Although eating disorders are very dangerous, deadly and common — especially among college students — there is a lack of readily available information and resources that address disordered eating, particularly on our campus.
Wake Forest’s efforts to cultivate wellbeing among the student body are well-meaning, but we tend to overlook the rampant problem with disordered eating on campus in favor of promoting ideas rooted in diet culture.
If Wake Forest really wants to address health on campus, then we must also address the ways our environment ignores and even encourages behaviors and thoughts associated with eating disorders.
With Wake Forest’s focus on healthy eating and exercising, the new gym, the dining renovations and Thrive’s wellness campaigns, it’s easy to forget that eating disorders are often overlooked illnesses with fatal consequences that commonly affect college students.
By disregarding the obvious problems with food restriction, crash dieting, obsessive calorie counting, over-exercise and unhealthy competition that are prevalent on our campus, in addition to more covert behaviors such as purging, binging, laxative abuse and stimulant/diet-pill abuse, we turn a blind eye to a serious issue that has a profound effect on our student body. The information and resources available for those struggling with eating disorders pales in comparison to the widespread focus on “healthy” eating that pervades our campus.
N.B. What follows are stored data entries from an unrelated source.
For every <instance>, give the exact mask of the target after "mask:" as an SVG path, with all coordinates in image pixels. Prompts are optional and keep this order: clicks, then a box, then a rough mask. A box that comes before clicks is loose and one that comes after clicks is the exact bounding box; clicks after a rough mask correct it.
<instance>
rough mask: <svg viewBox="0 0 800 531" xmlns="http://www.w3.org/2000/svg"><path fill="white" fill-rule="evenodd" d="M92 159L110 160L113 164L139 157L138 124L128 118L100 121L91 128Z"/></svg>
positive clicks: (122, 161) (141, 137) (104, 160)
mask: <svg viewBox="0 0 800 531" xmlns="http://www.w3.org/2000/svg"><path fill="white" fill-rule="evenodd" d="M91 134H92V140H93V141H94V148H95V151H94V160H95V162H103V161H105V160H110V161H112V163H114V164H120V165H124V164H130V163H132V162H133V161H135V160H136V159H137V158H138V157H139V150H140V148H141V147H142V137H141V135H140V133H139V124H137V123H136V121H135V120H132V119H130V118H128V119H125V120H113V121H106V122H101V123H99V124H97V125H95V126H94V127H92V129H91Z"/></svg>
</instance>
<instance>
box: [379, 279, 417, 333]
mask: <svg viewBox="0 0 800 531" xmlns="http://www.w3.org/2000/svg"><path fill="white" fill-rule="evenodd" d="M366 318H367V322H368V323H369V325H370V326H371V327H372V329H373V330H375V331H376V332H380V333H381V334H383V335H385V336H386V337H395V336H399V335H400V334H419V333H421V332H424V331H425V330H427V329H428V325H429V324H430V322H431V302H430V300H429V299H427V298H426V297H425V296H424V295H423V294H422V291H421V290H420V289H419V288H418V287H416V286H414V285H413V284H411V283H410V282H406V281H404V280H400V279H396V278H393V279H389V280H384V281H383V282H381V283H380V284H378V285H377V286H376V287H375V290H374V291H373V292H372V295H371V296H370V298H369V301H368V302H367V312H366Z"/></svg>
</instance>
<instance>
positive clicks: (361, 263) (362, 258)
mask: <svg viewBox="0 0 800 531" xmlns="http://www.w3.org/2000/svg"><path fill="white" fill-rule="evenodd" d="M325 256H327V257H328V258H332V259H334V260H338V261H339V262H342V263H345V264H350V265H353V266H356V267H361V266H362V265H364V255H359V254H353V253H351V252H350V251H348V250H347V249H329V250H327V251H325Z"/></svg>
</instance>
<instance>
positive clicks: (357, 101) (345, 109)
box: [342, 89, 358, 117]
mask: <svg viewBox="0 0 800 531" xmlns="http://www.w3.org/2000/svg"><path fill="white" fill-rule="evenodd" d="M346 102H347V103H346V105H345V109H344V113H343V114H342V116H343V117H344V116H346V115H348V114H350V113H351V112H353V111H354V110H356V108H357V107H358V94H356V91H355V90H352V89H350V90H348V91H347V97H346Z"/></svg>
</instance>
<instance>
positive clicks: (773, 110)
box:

In itself, the focus on “healthy” eating instead of intuitive eating is a disordered mindset based on diet-culture that ignores scientific truths. Food has no moral value: it cannot be “good” or “bad.”
By denying ourselves of what we want and need in pursuit of “health,” instead of listening to our body’s hunger cues, fullness cues, and cravings, we continue to perpetuate impossible and illogical ideals and values that can have drastic consequences.
By focusing on physical wellness without any acknowledgement of disordered eating on campus, it seems like we’re encouraging dieting and exercise at any cost.
If there is no education or discussion about disordered eating, body image and fat-phobia on campus, then we will continue to promote an environment that silences those suffering from eating disorders in favor of promoting the disordered belief that food is something to control, rather than just a source of energy.
Ultimately, this extreme focus on being “healthy” is inherently unhealthy, especially considering we are a population that is highly susceptible to developing eating disorders. To some people, this may not seem like a big deal. However, to those who are predisposed to developing eating disorders or who have one, living in an environment plagued with disordered messages about health and food can be challenging, triggering and dangerous.
I would like to see initiatives targeted towards raising awareness about disordered eating and more readily available information about the realities and dangers of eating disorders around campus. I hope that we can begin to have an open dialogue about these issues instead of pushing them aside. I also hope that we can re-evaluate some of the wellness measures on campus and see if they are really beneficial or necessary.
It’s time that we acknowledge the reality of eating disorders on our campus and treat the subject with assertiveness and honesty.